Panini's right: go first thing tomorrow and file with your unemployment agency. Be honest on your paperwork; if the employer fights it and you are denied, you can ask for a hearing, at which any testimony is under oath. But if you make sure that the "right" person (on YOUR side) is the one the agency contacts, you may not have to go all through that. (Can you tell I've been through this a few times?  )

But get the process started immediately! 

And remember, I still love you.

Mom


----------



## culinarian247 (Jan 21, 2002)

Most places here are union but Station Casinos, LLC is not. I'm not a thief or a liar. Sometimes all a man's got is his word and if that ever gets compromised............

I'm not upset I got fired. I am upset (  ) because of the reasoning behind my termination. I was trying to work hard and possibly move up the "ladder of success". That is not gonna happen now. At least not with them. I am having a terrible time finding Cook's jobs here, too. I may decide to just drop cooking and move to FOH like I planned. But I would miss the kitchen. This early in my career could I have already developed a bond with the seemingly thankless job of cook?

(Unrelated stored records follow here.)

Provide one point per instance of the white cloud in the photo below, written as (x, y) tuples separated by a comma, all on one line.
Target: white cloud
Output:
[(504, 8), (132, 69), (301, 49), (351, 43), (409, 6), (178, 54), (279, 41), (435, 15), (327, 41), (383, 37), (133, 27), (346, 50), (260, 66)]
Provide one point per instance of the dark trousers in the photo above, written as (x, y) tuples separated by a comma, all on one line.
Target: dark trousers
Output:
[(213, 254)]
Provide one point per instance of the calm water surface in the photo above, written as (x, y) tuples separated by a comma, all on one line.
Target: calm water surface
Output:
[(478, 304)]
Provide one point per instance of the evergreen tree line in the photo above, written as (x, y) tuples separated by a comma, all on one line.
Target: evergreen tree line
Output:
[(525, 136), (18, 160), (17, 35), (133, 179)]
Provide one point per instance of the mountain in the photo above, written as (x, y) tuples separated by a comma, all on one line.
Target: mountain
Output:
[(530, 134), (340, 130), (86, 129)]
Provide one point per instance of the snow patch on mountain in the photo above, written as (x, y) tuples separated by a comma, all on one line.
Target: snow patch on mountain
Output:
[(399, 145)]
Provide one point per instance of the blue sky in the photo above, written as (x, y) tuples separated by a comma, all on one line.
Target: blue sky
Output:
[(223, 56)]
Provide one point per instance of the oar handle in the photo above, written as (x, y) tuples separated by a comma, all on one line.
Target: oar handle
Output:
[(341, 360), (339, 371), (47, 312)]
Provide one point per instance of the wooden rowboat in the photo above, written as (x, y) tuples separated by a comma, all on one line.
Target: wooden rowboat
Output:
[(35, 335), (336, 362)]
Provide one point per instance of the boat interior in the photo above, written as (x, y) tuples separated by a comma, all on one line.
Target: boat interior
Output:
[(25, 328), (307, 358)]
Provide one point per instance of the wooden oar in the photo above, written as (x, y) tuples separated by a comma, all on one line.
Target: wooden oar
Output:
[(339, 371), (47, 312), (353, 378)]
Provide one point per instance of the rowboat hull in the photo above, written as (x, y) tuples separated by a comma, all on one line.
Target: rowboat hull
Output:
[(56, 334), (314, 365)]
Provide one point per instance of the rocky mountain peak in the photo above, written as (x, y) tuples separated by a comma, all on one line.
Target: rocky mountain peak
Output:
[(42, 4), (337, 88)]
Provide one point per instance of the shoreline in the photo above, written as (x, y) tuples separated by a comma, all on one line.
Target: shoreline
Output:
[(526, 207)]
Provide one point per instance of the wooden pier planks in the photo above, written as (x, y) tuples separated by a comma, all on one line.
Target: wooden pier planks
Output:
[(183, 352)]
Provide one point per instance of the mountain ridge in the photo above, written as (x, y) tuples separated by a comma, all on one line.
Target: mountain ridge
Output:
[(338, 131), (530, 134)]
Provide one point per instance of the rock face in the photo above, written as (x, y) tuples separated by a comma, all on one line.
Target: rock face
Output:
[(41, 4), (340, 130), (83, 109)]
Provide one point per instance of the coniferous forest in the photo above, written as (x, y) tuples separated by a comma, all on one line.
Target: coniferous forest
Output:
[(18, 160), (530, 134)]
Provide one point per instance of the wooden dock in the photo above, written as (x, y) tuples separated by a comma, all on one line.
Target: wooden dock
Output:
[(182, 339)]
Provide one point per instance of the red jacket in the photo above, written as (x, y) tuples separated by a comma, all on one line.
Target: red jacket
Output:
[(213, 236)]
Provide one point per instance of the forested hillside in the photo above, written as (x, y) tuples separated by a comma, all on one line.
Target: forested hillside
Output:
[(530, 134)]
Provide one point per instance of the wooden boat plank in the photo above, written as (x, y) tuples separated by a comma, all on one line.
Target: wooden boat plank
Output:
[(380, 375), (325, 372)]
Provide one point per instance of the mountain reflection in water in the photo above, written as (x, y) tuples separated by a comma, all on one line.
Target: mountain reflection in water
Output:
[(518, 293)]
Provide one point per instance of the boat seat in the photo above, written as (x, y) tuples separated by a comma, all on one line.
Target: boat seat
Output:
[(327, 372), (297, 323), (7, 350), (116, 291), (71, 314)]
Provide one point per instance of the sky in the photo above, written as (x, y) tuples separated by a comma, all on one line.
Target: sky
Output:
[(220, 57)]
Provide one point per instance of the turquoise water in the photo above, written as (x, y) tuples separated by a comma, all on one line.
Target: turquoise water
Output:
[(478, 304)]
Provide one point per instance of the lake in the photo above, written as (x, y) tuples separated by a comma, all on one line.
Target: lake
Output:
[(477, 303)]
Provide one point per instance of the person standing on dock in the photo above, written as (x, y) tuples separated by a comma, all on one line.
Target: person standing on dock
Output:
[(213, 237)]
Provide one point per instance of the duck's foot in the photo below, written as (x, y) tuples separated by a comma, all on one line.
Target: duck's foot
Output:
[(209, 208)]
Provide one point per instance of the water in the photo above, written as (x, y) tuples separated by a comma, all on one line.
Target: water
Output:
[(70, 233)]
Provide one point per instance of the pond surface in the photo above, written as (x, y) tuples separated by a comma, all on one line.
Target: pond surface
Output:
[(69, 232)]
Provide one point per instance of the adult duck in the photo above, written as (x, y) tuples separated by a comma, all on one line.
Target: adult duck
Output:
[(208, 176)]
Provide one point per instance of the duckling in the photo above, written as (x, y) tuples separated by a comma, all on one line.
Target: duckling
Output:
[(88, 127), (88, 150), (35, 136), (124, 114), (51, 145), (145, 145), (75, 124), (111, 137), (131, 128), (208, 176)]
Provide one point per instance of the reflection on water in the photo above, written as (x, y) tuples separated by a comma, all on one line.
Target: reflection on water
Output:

DAMM THEM FOR LYING ON ME !!!!!!!!!!


----------



## culinarian247 (Jan 21, 2002)

OH YEAH, I can't even appeal the unemployment. Because I was fired I can't get it. If kids didn't read this site I'd be cursing my butt off right now!!!!!!!!!!!!!!

       

By the way, did I mention that they fired me on Christmas Eve?


----------



## soussweets (Apr 12, 2003)

fired or not you should be eligible for unemployment,,, that is the way it works. and if they wouldn't take your word on this issue,, nor let you pay it again(even though that sucks) then there is a very good chance someone was out to get you anyway, it is unfortunate but that is how alot of yellowbellied employers like to off someone, even if it means setting them up. you file unemployment, if they say no appeal it, make em atleast prove themselves infront of the employment board,, and if all else fails you can still file complaints with the better buiss buerau,, or heck,,, call the health department on em (after you set the rats loose first) just remember karma is a b u know what. you will be fine.


----------



## suzanne (May 26, 2001)

My son, will you please listen to what your mother, and folks like Panini and soussweets have been telling you:

Go first thing TODAY and file with your state unemployment agency. Be honest on your paperwork; if the employer fights it and you are denied, you can ask for a hearing, at which any testimony is under oath. But if you make sure that the "right" person (on YOUR side) is the one the agency contacts, you may not have to go all through that. (Can you tell I've been through this a few times? )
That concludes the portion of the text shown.